Alongside Babylon’s rivers
we sat on the banks; we cried and cried,
remembering the good old days in Zion.
Alongside the quaking aspens
we stacked up our unplayed harps;
That’s where our captors demanded songs,
sarcastic and mocking:
“Sing us a happy Zion song!”
Oh, how could we ever sing God’s song
in this wasteland?
If I ever forget you, Jerusalem,
let fingers wither and fall off like leaves.
Let my tongue swell and turn black
if I fail to remember you,
If I fail, O dear Jerusalem,
to honor you as my greatest.
God, remember those Edomites
and remember the ruin of Jerusalem,
That day they yelled out,
“Wreck it, smash it to bits!”
And you, Babylonians – ravagers!
A reward to whoever gets back at you
for all you’ve done to us;
Yes, a reward to the one who grabs your babies
and smashes their heads on the rocks!
I have to admit that most monastic breviaries (office books) omit these verses, including our own. Many religious writers and theologians, including monastics, throughout the centuries have tried to spiritualise these verses by describing them as rages against our sins. The psalmist, however, probably didn’t even consider that interpretation. No, I think this psalmist really meant children here. These attempts to tone down his meaning are a dishonesty.
Robert Alter writes about these verses, “No moral justification can be offered for this notorious concluding line. All one can do is to recall the background of outraged feeling that triggers the conclusion: The Babylonians have laid waste to Jerusalem, exiled much of its population, looted and massacred; the powerless captives, ordered – perhaps mockingly – to sing their Zion songs, respond instead with a lament that is not really a song and ends with this bloodcurdling curse pronounced on their captors, who, fortunately, do not understand the Hebrew in which it is pronounced.”

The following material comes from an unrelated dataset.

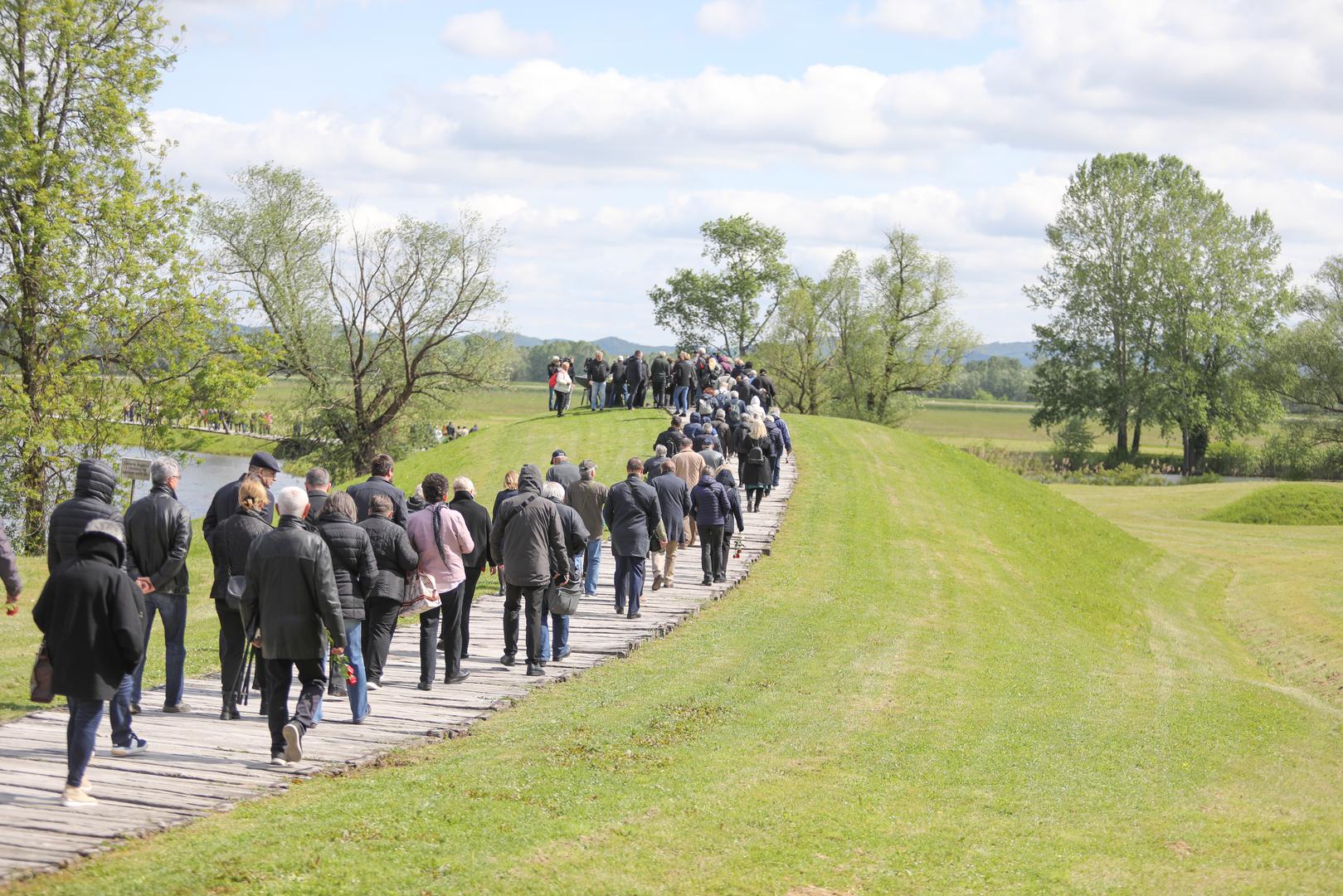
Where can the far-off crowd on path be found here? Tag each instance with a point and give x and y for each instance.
(319, 594)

Alter’s commentary reminds me of a story told in the film Amandla, an excellent documentary about the music of the anti-apartheid struggle here in South Africa. One woman who was a recording star in the 40s talked about the cheery songs black Africans would sing for their white oppressors, mainly to sell records. Those who supported, upheld and benefitted from apartheid and who could buy the records had no idea that they were hearing songs about them “getting what’s coming to them”. Welcome to the human experience!